Discussion of the Results

Obtained results prove that in this experimental dissociation method 90% of carbon dioxide is converted mainly into nitrogen and oxygen.

The phenomenon of nitrogen formation in the atmosphere is known from its upper layers. There, under the influence of neutrons in cosmic radiation, the process of transformation of 14N into radioactive 14C continuously occurs, as illustrated by the following reaction:

n+147N → 146C+11H

This carbon, after reacting with atmospheric oxygen, forms 14CO2 which, during assimilation, penetrates into plant structures, remaining in them until they die. Then the carbon isotope decays as illustrated by the reaction:

146C → 147N+e-+ve

Isotope studies of the nitrogen obtained as a result of the described dissociation have not been conducted. It can be assumed that at least some of it may be of a similar nature.

Summary

The research conducted proves the possibility of reducing a significant amount of CO2 generated in various technological processes. An important issue is that of energy consumption and economic profitability of dissociation. The process becomes profitable when renewable electricity from wind farms or photovoltaic panels is used for dissociation.
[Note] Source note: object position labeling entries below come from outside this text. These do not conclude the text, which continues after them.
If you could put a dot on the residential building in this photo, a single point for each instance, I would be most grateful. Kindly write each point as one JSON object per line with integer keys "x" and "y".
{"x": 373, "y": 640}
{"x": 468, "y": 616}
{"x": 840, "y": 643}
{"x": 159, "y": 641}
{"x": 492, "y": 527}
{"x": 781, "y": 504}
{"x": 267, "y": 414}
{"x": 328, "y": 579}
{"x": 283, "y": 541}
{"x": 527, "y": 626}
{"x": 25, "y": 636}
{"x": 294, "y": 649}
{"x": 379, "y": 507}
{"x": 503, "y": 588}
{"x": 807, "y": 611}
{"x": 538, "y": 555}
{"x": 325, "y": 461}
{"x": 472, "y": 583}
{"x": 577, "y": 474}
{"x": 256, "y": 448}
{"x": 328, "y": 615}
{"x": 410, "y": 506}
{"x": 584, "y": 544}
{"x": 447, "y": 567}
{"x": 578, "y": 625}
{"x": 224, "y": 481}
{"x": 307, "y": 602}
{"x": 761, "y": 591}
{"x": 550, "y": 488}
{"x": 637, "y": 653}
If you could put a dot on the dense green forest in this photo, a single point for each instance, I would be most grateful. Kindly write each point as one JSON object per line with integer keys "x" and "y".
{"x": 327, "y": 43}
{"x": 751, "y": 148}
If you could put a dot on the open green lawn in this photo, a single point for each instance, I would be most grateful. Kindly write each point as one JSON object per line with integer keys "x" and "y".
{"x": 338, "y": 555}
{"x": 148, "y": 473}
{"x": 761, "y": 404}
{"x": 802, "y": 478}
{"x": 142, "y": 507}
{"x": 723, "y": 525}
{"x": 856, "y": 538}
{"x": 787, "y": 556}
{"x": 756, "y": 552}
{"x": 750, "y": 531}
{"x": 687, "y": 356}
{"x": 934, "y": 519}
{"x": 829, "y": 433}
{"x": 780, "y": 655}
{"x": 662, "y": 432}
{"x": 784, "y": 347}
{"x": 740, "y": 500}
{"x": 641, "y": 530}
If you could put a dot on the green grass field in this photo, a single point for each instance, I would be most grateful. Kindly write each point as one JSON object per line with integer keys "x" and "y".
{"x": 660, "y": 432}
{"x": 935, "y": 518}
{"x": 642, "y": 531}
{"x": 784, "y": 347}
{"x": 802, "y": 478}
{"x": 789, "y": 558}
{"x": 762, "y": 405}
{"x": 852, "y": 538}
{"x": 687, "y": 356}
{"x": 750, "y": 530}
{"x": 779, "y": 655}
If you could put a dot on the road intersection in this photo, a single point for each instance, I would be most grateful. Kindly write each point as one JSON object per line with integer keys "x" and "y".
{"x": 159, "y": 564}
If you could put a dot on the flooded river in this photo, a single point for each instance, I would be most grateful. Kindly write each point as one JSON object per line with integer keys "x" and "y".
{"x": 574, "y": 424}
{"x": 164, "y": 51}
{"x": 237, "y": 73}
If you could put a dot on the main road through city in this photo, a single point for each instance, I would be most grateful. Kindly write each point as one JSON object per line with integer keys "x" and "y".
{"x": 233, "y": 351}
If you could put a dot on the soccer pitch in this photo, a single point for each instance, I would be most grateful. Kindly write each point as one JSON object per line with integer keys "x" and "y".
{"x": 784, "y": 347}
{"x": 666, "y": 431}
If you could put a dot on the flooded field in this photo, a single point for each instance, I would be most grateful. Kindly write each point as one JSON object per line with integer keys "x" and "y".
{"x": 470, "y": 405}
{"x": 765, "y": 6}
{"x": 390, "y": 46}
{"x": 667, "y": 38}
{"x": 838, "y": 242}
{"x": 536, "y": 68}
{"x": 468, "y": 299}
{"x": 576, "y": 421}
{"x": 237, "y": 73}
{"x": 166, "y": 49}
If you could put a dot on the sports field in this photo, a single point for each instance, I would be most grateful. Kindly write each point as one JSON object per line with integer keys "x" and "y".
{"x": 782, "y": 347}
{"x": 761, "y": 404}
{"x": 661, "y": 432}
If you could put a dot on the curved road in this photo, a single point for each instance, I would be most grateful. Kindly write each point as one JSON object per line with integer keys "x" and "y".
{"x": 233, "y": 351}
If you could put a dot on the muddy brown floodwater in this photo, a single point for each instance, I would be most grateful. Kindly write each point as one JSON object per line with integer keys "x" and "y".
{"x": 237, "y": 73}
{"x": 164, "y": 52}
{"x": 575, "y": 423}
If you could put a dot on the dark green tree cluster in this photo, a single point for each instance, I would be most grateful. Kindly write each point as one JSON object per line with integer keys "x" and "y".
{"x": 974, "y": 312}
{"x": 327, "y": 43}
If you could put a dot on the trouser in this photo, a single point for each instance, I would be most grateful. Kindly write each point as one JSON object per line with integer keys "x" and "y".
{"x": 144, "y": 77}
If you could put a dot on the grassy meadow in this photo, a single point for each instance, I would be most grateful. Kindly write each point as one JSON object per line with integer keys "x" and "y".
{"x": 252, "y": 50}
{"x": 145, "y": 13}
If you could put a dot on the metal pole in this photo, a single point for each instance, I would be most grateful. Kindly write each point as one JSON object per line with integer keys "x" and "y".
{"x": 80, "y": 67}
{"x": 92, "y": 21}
Electricity consumed during periods of its excess in the energy system will also significantly improve the economics of the process.

A separate and interesting issue is the synthesis of methane in the process of CO2 dissociation.

This phenomenon, as well as the increase in efficiency and profitability of the tested process, requires further, additional research.

Citation: Pawlikowski M. Dissociation of CO2 into C and O2. Austin Environ Sci. 2022; 7(1): 1067.